L’intervento del Papa Francesco, in quanto legislatore, con il rescritto del 2016 risolve il dubbio intorno agli effetti giuridici della previa consultazione già prevista dal can. 579. La deroga che egli vi apporta con l’espressa introduzione della clausola irritante “ad validitatem” è la dimostrazione che effettivamente il dubbio oscillava e che vi era la necessità di un intervento chiarificatore definitivo secondo la ratio della norma.
La formula irritante “ad validitatem” viene a rafforzare il significato semplicemente limitativo già dato dalla particella “dummodo” presente nel can. 579, ma privo di quella forza invalidante che il can. 39 attribuisce espressamente solo a un atto amministrativo, mentre il can. 579 è una legge.
Il rescritto pontificio del 2016 conferma la necessità dell’intervento della Santa Sede in termini di consultazione previa per la valida erezione di un nuovo istituto diocesano, ma l’atto erettivo resta di natura episcopale. Il valore giuridico della previa consultazione riguarda l’effetto irritante nel caso in cui venisse omessa come parere da richiedere, ma da non confondersi con il consenso. Per questo, la mancata osservanza dell’esito della consultazione non inficerebbe la validità del decreto di erezione del nuovo istituto.

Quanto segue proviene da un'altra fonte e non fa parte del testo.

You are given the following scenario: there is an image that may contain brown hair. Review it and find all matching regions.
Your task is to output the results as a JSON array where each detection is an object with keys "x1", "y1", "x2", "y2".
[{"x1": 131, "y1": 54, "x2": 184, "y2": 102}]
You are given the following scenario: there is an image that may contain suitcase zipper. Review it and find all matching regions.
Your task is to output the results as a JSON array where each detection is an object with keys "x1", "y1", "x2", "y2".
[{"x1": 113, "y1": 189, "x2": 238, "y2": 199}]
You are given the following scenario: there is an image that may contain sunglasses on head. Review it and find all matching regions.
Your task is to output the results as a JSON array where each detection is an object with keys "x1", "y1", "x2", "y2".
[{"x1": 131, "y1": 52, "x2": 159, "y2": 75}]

Oltre a una esigenza di carattere pratico, il senso di questa norma che vede coinvolti il Vescovo diocesano e la Santa Sede risiede nel carattere teologico ed ecclesiale che vi sottostà, ben sintetizzato dal can. 575: “I consigli evangelici, fondati sull’insegnamento e gli esempi di Cristo Maestro, sono un dono divino che la Chiesa ha ricevuto dal Signore e con la sua grazia sempre conserva”.
Il vero senso di una consultazione richiesta espressamente “ad validitatem” dal rescritto pontificio trova la sua giustificazione nel principio di comunione che deve sempre risplendere prima di tutto nel rapporto tra Chiese particolari e Chiesa universale. La vita consacrata è un dono fatto da Dio alla Chiesa universale, anche se materialmente un Istituto trae origine a livello diocesano e da esso tende ad espandersi con la sua presenza nelle varie diocesi del mondo. La consultazione della Santa Sede offre alla Chiesa particolare il giudizio della Chiesa universale sull’unico dono ricevuto da condividere, accompagnandolo fin dal suo germoglio.

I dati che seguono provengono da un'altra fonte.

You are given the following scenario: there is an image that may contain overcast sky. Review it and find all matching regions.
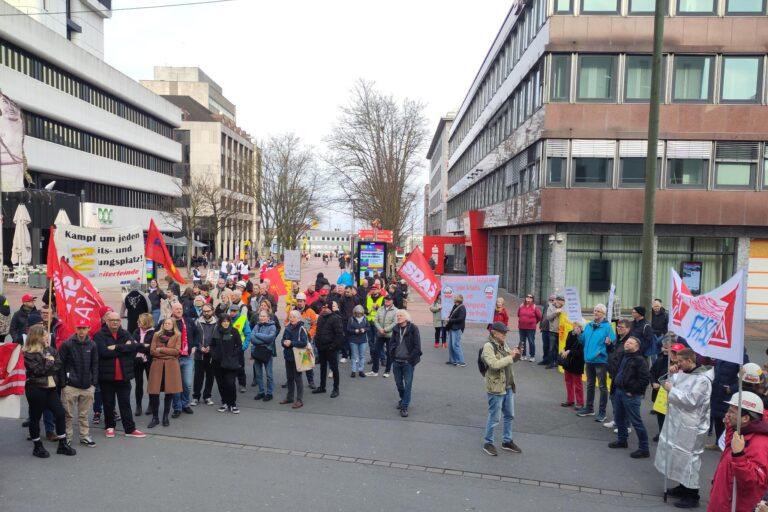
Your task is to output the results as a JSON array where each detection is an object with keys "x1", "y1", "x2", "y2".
[{"x1": 105, "y1": 0, "x2": 510, "y2": 228}]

Il senso di questo rescritto pontificio del 2016 va oltre l’aspetto strettamente giuridico sulla eventuale non validità o non liceità del decreto episcopale, sull’osservanza o meno del can. 579 e sull’esercizio del controllo della Suprema Autorità. La ratio della norma, bene illustrata da Lumen gentium 44, va inquadrata nella natura ecclesiale della vita consacrata che “appartiene fermamente alla sua vita e alla sua santità” e soprattutto che i consigli evangelici “congiungono in modo speciale i loro seguaci alla Chiesa e al suo mistero, la loro vita spirituale deve essere pure consacrata al bene di tutta la Chiesa”. La vita consacrata appartiene alla Chiesa universale e benché ogni istituto di vita consacrata esplica la sua dimensione ecclesiale in una Chiesa particolare che si riconosce nel suo Pastore, la vita consacrata è per l’edificazione della Chiesa e la salvezza del mondo (can. 573 §1), è congiunta in modo speciale al suo mistero (can. 573 §2), appartiene alla sua vita e santità (can. 574 §1), è un dono peculiare nella vita della Chiesa (can. 574 §2), è un dono che riceve dal Signore e con la sua grazia sempre conserva (can. 575).
L’interpretazione dell’autenticità di un carisma appartiene al munus episcopale, ma in questo dinamismo tra Chiesa particolare in cui si radica il dono e Chiesa universale in cui il dono cresce e si diffonde è tutta la Chiesa destinataria del medesimo dono per la sua edificazione e la salvezza del mondo.
La ratio del can. 579 con la deroga apportata dal rescritto pontificio del 2016 vuole significare che il discernimento del Vescovo si perfeziona quando è congiunto alla consultazione della Santa Sede nel divenire espressione di comunione ecclesiale.